Stability analysis of mixtures of mutagenetic trees
1 Max-Planck-Institut für Informatik, Stuhlsatzenhausweg 85, 66123 Saarbrücken, Germany
2 Department of Statistics, University of Dortmund, Vogelpothsweg 87, 44221 Dortmund, Germany
BMC Bioinformatics 2008, 9:165 doi:10.1186/1471-2105-9-165Published: 26 March 2008
Mixture models of mutagenetic trees are evolutionary models that capture several pathways of ordered accumulation of genetic events observed in different subsets of patients. They were used to model HIV progression by accumulation of resistance mutations in the viral genome under drug pressure and cancer progression by accumulation of chromosomal aberrations in tumor cells. From the mixture models a genetic progression score (GPS) can be derived that estimates the genetic status of single patients according to the corresponding progression along the tree models. GPS values were shown to have predictive power for estimating drug resistance in HIV or the survival time in cancer. Still, the reliability of the exact values of such complex markers derived from graphical models can be questioned.
In a simulation study, we analyzed various aspects of the stability of estimated mutagenetic trees mixture models. It turned out that the induced probabilistic distributions and the tree topologies are recovered with high precision by an EM-like learning algorithm.
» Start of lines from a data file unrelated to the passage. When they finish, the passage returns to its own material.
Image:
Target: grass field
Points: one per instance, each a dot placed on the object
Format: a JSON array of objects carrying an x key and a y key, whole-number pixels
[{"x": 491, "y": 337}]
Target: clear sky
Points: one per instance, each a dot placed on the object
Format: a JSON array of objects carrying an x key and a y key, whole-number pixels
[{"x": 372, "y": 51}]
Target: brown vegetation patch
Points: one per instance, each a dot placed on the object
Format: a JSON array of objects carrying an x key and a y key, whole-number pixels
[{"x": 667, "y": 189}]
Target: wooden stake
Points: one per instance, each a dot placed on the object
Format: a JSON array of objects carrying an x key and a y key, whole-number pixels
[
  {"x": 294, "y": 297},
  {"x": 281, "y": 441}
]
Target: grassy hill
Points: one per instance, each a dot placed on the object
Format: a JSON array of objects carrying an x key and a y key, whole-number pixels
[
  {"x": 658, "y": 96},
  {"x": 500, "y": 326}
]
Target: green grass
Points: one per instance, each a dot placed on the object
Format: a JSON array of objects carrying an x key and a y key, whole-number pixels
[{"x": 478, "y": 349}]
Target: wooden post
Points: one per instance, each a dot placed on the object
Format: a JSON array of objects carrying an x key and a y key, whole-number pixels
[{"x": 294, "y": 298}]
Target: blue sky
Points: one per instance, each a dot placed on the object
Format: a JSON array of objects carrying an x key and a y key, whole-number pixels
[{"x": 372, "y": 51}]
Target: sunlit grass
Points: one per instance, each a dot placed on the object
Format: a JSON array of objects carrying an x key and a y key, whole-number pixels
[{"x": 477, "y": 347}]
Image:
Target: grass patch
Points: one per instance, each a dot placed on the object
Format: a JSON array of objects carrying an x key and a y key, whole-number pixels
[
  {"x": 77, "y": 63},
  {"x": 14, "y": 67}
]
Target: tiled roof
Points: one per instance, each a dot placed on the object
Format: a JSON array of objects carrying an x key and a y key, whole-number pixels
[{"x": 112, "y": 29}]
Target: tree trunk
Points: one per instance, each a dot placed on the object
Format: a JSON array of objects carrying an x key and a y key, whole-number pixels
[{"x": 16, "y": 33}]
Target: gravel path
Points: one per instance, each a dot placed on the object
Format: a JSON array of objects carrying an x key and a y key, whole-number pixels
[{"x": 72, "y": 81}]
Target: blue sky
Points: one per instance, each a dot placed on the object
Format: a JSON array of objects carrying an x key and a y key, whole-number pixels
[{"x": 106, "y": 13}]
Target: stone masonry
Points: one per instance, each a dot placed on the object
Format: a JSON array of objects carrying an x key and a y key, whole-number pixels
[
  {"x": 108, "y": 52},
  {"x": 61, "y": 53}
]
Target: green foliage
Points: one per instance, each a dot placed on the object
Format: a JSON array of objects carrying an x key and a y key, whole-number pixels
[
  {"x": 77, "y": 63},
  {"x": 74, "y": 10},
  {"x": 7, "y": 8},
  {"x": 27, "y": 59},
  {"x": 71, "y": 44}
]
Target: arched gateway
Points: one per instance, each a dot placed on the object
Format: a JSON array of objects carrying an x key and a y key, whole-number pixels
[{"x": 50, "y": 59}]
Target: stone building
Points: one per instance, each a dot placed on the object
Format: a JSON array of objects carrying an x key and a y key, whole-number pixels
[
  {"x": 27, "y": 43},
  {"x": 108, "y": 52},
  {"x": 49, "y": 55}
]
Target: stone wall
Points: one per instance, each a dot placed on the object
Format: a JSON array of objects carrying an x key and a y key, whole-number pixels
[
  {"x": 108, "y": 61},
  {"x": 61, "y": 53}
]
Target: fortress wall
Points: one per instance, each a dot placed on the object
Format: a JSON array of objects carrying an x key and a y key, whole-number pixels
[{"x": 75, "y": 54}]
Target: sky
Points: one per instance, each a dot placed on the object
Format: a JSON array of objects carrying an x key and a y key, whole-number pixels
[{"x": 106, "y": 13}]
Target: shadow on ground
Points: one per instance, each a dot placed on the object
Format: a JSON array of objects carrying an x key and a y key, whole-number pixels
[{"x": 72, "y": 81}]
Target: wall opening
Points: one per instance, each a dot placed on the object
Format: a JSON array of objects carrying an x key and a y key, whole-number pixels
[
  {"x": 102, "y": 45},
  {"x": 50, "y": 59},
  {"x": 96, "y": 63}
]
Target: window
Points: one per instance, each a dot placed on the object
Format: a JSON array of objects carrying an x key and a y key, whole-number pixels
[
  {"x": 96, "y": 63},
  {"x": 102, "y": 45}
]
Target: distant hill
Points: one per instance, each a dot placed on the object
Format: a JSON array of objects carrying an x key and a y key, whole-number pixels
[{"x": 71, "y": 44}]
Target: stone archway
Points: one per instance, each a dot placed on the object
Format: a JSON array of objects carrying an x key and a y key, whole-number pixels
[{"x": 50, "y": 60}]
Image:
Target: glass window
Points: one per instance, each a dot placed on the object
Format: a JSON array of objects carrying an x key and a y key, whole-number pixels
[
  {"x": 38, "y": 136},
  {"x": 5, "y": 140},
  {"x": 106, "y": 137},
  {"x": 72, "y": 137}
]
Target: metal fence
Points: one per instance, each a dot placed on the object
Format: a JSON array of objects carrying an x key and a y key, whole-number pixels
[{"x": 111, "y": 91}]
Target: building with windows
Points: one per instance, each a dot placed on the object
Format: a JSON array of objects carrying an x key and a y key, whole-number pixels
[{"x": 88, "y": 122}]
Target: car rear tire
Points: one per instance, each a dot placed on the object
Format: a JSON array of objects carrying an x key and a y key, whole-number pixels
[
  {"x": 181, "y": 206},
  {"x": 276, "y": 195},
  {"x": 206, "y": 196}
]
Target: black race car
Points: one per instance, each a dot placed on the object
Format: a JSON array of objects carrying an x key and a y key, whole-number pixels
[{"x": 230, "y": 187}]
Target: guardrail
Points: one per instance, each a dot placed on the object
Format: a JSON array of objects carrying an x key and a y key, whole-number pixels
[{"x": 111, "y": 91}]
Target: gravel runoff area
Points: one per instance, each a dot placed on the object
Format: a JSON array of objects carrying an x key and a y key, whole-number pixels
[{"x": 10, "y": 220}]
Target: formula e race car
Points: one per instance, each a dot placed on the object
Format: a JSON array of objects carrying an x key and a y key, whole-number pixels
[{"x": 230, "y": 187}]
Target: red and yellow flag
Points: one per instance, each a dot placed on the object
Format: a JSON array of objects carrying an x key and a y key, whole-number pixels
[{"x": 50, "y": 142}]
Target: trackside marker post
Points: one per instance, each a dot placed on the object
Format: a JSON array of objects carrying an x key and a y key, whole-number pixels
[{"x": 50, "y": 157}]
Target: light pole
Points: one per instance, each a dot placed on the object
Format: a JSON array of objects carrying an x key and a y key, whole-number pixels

However, only for models with just one major model component, also GPS values of single patients can be reliably estimated.
It is encouraging that the estimation process of mutagenetic trees mixture models can be performed with high confidence regarding induced probability distributions and the general shape of the tree topologies. For a model with only one major disease progression process, even genetic progression scores for single patients can be reliably estimated. However, for models with more than one relevant component, alternative measures should be introduced for estimating the stage of disease progression.